As a Philadelphia Eagles cheerleader, Rachel Washburn toted pom-poms. As an Army intelligence officer with a special ops combat unit in Afghanistan, she carried an assault rifle and pistol. She was a pioneer in a special mission to relate to local women in ways that would be culturally inappropriate for male troops — including helping deliver an Afghan baby in a snowstorm.
Washburn, 25, who recently returned from her second tour in Afghanistan, will be honored Sunday night as a "Hometown Hero" by the Eagles at their home against the Chicago Bears.
Cheerleader turned soldier?
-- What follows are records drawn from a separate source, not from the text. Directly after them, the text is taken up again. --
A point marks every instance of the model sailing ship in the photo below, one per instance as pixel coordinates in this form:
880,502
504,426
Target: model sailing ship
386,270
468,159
Did that turn heads when she was in military training or living in a mud hut with Green Berets in a village in Afghanistan?
"Initially, it was kind of a novelty to people I met if they ever found out," Washburn said Thursday in a phone interview from Savannah, Ga., where she was on the first day of her post-deployment leave.
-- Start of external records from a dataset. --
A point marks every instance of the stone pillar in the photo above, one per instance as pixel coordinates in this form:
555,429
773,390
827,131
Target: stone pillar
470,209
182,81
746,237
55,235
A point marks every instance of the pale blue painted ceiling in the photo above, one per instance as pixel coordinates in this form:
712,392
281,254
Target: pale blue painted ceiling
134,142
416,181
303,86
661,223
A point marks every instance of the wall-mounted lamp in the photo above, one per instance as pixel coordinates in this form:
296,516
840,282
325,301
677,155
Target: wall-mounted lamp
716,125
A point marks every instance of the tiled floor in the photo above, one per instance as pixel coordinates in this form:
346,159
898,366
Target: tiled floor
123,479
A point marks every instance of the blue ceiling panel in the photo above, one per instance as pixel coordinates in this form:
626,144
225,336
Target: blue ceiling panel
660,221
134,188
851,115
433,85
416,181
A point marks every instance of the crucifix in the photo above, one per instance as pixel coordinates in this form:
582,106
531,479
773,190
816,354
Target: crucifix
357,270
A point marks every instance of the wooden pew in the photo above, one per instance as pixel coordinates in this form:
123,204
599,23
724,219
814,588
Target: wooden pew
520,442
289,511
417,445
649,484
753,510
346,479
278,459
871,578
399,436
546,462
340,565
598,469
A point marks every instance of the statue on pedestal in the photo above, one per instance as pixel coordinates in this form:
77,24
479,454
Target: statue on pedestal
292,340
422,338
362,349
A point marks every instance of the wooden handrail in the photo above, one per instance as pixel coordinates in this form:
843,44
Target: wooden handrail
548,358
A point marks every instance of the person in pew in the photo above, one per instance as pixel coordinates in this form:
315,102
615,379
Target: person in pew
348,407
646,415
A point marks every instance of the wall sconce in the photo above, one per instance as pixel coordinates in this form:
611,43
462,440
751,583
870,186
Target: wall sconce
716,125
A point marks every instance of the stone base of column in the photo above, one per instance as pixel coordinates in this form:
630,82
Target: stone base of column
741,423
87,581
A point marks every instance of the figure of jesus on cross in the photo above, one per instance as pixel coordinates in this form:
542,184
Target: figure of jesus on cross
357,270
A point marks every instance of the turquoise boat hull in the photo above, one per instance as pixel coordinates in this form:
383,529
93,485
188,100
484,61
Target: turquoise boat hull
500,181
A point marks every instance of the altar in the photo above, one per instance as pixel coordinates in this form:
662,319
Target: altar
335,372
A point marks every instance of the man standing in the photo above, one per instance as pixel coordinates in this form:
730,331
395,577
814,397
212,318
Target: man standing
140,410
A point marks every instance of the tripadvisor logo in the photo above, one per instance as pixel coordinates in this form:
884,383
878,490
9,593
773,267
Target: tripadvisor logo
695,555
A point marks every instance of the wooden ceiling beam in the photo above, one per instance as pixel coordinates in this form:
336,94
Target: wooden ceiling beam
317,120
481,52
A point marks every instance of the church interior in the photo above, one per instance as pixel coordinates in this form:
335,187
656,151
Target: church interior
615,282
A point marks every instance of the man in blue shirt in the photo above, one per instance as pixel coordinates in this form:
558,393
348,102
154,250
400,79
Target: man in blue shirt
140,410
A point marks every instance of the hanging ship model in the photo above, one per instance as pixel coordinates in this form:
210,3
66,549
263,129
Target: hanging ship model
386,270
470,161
"It's kind of a bit of a shock. You don't expect those two things to go hand in hand with one person."
She didn't join the Army on a whim. During her three seasons with the Eagles, Washburn was an Army ROTC student and history major at Drexel University in Philadelphia. He father was an Army helicopter pilot and an Air Force fighter pilot. She figures she moved 17 or 18 times growing up, but she calls Philadelphia home even though she just attended college there.
"I am so proud of Rachel and all of her extraordinary accomplishments. She has tremendous courage and has made an amazing impact on the lives of others," said Barbara Zaun, Eagles director of cheerleading.
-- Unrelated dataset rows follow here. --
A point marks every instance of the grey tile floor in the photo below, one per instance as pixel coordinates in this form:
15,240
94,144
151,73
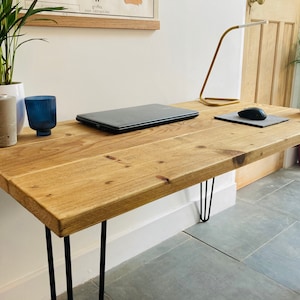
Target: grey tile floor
249,251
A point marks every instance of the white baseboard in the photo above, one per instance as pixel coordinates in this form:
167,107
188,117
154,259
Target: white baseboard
133,241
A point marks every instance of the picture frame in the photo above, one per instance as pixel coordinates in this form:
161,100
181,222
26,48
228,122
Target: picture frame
86,15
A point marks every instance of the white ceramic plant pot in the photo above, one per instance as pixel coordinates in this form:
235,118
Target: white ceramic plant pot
17,90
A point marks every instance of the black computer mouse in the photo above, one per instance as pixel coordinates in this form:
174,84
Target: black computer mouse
253,113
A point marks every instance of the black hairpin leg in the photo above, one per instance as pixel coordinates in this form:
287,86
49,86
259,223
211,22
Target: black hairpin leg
68,267
50,263
102,260
205,201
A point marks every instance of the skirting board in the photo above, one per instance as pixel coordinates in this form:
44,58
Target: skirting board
85,264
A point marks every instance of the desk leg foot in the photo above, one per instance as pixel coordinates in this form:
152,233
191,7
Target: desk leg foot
205,203
102,260
68,267
50,263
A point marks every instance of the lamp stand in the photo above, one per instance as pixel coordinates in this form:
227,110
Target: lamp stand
222,101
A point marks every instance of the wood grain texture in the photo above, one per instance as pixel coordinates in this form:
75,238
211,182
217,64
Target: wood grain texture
79,176
92,22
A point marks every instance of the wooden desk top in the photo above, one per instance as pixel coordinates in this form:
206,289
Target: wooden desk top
79,176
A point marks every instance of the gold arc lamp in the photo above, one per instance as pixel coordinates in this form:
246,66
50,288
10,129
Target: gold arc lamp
222,101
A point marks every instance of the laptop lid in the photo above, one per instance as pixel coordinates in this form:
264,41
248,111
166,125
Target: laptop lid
137,117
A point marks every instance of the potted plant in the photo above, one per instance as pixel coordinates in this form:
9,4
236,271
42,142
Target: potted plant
12,19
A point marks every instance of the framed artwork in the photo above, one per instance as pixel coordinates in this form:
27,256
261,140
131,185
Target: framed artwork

During Washburn's freshman year at Drexel in 2006, she had a friend who was a basketball cheerleader with the Philadelphia 76ers. Washburn loved dancing and thought that would be a "cool experience." With her fondness for football, she tried out for the Eagles squad in the spring of her freshman year.
"I knew it was kind of a long shot with all those beautiful, talented women that try out every year," she said. "I just thought, why not? Go big or go home."